The 1950s were a trying time for Americans. The world had just been through a war and life was changing, life was advancing. The 1950s are often seen through a filter and the decade is idealized for its “all American-ness,” it’s the era of mom’s homemade apple pie, color TV and the automobile. Everyone was happy, or at least that’s what some people want us to believe (hello MAGA). This was a decade of radical progress and the clashing of a nation, it was the decade of human civility being brought to the highest court in the land.


The most famous person from the civil rights movement in the 1950s is easily Martin Luther King Jr. when he led the 1955 Montgomery bus boycott which began in 1955. Claudette Colvin was a young woman of 15 and a good student and lived in Montgomery, Alabama in this pivotal year. On March 2, 1955 Claudette was riding the city bus home from school when she was told by the driver to give up her seat for a white passenger. She refused stating "It's my constitutional right to sit here as much as that lady. I paid my fare, it's my constitutional right." She later told Newsweek "I felt like Sojourner Truth was pushing down on one shoulder and Harriet Tubman was pushing down on the other—saying, 'Sit down girl!' I was glued to my seat," Claudette was arrested for this incident on several charges including violating segregation laws. She was held in jail for several hours and had no idea what was going to happen to her "I was really afraid, because you just didn't know what white people might do at that time”. Once she was released her family stayed up all night terrified there might be a retaliation.

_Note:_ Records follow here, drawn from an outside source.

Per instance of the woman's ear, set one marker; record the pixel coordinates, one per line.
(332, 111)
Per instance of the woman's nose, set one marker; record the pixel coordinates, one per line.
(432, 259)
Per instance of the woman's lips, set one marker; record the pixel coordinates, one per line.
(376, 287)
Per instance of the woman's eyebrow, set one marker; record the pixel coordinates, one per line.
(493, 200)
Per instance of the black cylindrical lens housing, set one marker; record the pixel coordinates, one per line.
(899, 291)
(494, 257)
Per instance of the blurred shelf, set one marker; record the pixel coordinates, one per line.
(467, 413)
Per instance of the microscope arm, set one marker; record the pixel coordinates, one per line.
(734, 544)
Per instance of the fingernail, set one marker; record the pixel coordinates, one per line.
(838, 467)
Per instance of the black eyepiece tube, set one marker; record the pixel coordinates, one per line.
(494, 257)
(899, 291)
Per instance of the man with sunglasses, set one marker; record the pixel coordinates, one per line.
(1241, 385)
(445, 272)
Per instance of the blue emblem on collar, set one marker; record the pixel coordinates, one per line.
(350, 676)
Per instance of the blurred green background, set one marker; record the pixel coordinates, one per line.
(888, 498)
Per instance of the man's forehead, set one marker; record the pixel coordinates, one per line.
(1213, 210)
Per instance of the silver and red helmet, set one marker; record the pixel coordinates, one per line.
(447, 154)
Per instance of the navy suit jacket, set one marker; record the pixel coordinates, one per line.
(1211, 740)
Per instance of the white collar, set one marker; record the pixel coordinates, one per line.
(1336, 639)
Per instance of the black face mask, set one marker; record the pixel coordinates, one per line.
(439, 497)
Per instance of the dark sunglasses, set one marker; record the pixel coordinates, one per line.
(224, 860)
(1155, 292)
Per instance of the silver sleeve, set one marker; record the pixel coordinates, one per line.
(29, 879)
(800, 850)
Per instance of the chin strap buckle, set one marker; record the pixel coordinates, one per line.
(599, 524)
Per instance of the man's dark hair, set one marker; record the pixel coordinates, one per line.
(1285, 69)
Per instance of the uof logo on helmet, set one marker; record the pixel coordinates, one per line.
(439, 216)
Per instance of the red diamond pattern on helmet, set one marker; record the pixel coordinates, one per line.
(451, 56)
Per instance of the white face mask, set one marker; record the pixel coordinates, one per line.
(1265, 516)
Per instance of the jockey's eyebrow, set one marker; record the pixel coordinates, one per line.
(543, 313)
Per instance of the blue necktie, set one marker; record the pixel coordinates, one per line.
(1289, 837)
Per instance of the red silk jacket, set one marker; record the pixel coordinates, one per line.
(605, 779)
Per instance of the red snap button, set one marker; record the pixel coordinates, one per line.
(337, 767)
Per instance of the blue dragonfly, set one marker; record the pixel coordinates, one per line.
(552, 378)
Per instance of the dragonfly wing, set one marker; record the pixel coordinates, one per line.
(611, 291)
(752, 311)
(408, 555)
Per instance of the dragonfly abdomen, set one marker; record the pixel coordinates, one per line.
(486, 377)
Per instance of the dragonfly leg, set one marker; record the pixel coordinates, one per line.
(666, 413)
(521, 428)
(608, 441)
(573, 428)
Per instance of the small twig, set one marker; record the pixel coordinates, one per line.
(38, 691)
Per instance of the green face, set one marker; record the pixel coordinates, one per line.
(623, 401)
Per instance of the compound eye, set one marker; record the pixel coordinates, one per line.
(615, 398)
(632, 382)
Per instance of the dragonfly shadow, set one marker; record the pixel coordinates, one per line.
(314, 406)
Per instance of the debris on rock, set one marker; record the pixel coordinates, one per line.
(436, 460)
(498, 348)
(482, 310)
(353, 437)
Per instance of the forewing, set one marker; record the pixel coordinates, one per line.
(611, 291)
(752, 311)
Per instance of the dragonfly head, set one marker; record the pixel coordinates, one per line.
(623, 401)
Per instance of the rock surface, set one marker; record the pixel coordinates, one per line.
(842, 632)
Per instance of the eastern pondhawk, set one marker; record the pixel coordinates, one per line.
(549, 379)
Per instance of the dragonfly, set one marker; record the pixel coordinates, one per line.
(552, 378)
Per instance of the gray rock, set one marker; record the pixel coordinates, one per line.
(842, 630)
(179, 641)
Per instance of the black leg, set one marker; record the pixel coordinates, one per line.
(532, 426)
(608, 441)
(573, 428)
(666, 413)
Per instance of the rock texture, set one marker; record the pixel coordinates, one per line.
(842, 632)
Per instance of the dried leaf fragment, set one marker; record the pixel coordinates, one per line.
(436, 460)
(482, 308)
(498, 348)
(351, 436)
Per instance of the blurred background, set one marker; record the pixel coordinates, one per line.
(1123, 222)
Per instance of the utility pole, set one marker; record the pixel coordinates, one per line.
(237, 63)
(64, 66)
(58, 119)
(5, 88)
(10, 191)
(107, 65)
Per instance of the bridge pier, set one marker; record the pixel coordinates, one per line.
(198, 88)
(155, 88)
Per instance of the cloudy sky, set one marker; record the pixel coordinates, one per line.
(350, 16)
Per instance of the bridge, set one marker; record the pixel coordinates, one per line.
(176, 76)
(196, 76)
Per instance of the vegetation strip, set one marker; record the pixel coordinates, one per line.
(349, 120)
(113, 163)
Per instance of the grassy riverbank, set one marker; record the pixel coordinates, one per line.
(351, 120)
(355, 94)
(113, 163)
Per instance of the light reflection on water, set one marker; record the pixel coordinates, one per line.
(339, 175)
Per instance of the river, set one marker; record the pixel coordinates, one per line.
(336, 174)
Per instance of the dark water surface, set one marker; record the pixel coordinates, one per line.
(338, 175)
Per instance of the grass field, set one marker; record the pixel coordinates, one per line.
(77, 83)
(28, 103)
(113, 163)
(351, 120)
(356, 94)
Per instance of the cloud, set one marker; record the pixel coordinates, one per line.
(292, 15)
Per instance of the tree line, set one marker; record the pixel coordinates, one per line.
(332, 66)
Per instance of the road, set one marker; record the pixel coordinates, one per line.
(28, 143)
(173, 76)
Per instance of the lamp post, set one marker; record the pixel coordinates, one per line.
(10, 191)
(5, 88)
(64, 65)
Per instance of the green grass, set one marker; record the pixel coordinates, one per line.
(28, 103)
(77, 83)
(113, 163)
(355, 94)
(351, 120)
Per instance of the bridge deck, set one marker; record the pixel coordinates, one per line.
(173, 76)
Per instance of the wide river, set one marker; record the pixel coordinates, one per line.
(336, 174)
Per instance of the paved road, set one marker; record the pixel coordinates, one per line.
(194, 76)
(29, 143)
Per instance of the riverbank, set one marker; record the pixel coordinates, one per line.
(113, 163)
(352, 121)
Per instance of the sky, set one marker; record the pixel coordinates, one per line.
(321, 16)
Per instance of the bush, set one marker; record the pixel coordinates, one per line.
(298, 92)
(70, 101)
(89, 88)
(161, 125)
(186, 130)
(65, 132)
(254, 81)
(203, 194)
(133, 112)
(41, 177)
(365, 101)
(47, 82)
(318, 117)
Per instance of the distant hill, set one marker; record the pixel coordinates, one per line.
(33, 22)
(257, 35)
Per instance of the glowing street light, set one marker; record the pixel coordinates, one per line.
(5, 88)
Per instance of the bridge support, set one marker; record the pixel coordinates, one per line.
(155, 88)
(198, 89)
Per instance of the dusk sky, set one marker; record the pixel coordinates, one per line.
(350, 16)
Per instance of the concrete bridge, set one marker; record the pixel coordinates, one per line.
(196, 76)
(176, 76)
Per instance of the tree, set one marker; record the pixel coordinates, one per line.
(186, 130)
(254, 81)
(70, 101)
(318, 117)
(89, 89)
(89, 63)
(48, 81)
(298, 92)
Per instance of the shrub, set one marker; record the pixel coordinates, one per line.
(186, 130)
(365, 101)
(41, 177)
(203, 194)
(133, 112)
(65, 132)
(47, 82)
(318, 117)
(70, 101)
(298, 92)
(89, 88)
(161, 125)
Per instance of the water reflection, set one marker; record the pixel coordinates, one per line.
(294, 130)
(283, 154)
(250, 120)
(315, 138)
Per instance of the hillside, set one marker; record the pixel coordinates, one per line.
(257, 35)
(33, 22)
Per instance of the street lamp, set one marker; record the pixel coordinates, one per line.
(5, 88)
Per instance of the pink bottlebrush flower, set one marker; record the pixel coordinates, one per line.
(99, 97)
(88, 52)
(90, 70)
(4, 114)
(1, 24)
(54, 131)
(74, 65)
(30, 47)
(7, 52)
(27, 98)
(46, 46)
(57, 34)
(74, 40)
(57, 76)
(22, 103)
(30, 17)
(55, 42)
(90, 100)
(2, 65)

The courts ruled against her for her violation of city segregation laws and placed her on probation which was considered a rather light sentence, but the deed had been done and things would never be the same for Claudette. She was now considered a troublemaker by people in her community forcing her to drop out of college and making it near impossible to find a job. She was later listed as a plaintiff in Browder v. Gayle, this case went in favor of the 4 African American women and ruled that Montgomery’s segregated bus system was unconstitutional – a ruling that helped support the civil rights movement.


People remember Martin Luther King Jr. and people remember Rosa Parks, but it's time people start remembering Claudette Colvin, a young woman who refused to give up her seat, who refused to let the constitution be for “whites only”.